In his testimony, Falcon also criticized the company's policy of holding mortgage-backed securities for a month before deciding whether to sell them or hold them in the company's own investment portfolio.
"This practice appears to stand in stark contrast to the company's denials of engaging in 'cherry picking' when the matter was reviewed by a 2003 Task Force on Mortgage-Backed Securities Disclosure," Falcon told lawmakers. The task force included officials from OFHEO, the SEC and the Treasury Department.
Fannie Mae's Greener declined to comment on the issue, though the company has denied using its vast nonpublic information base about the home loans it buys to determine which mortgages or mortgage-backed securities to keep or sell.

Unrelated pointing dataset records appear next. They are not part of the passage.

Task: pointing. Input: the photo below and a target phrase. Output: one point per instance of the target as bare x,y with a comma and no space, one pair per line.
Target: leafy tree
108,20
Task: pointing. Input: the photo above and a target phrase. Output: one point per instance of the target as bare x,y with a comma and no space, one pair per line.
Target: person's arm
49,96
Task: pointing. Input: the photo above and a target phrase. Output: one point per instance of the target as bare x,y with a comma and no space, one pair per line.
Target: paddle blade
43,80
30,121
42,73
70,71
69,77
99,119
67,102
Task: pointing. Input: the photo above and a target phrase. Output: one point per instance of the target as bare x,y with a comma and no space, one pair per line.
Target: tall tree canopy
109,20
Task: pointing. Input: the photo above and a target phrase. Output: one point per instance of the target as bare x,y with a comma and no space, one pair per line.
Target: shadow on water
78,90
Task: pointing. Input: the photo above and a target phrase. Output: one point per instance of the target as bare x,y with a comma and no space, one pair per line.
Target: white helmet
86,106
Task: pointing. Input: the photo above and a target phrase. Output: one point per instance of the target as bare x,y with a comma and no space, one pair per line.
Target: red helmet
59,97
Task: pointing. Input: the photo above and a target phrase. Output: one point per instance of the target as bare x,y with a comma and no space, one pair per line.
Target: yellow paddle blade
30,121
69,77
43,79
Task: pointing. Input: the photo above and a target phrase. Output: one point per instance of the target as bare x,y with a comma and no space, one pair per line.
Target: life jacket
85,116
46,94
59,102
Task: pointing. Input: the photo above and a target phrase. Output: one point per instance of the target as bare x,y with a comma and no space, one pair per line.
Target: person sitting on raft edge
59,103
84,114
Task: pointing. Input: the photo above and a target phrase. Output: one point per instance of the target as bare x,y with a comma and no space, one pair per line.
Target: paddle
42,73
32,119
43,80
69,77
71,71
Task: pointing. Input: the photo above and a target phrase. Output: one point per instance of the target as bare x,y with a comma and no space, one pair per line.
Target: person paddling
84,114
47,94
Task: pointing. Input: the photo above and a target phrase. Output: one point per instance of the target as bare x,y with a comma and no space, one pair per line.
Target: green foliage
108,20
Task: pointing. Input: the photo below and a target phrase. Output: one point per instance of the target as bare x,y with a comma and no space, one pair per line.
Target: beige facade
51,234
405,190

Critics have said use of such inside information is unfair to the broader market Fannie Mae resells to because the company obtains the information through its quasi-government status.

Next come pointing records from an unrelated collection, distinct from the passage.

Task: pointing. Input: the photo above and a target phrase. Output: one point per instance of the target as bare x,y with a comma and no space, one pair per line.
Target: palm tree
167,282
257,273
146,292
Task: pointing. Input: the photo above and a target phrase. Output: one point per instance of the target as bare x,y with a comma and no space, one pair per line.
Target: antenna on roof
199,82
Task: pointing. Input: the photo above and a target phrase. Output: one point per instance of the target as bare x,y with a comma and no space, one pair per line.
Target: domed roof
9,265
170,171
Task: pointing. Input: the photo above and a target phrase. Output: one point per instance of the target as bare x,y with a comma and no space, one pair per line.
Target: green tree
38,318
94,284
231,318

The OFHEO probe began last year following a similar investigation into accounting mistakes at McLean-based Freddie Mac, a scandal that led to the ouster of several top executives there, including two chief executives.
The accounting scandals are being used by Rep. Richard H. Baker (R-La.), chairman of the subcommittee that held the hearing, and the Bush administration to move forward on legislation that would increase oversight and curb the growth of Fannie Mae and Freddie Mac. Baker and others have tried for years to pass such legislation, only to find it defeated by the lobbying efforts of the two companies.
The companies' accounting scandals have bolstered the position of critics, such as Federal Reserve Board Chairman Alan Greenspan. He told the Senate Banking Committee yesterday that the companies' federal subsidies may not benefit homeowners and that the firms' large size and dominance of housing markets could pose a threat to the nation's financial system if they ever fell into trouble.
While there is a general consensus in Congress that Fannie Mae and Freddie Mac need a new, stronger regulator, Greenspan's testimony focused largely on the most controversial aspect of the debate: the size of the companies' portfolios of mortgage assets. Together, the mortgages and mortgage-backed securities that Fannie Mae and Freddie Mac own total $1.5 trillion, a more than tenfold increase in the past 15 years.
The Fed chairman called on Congress to sharply reduce the two companies' massive mortgage portfolios "while we can," saying that without a reduction, they will "inevitably" have major financial problems, causing a crisis in the economy.
Fannie Mae, Freddie Mac and housing industry advocates say the two companies' growing size has strengthened their financial health and improved their flexibility for providing a stable and affordable flow of cash to the home mortgage market -- their congressionally chartered mission.
But Greenspan said the only reason he could find for the vast increase in the companies' balance sheets is to allow Fannie Mae and Freddie Mac to make more money for their shareholders. The companies, , because of their implicit government backing -- what he repeatedly called a "subsidy" -- are able to borrow money at below-market rates and invest the money in market-rate investments. This "spread" between their borrowing costs and what they make on mortgage investments creates a "profit motive" that is at odds with their public mission to provide affordable mortgages and, further, concentrates mortgage investment market risks in two large companies, he said.
Baker's bill calls for giving a new regulator authority to restrict the size of either Fannie Mae or Freddie Mac if the size of the portfolio poses a safety and soundness risk, but it does not call for specific limits or decreases in their balance sheets.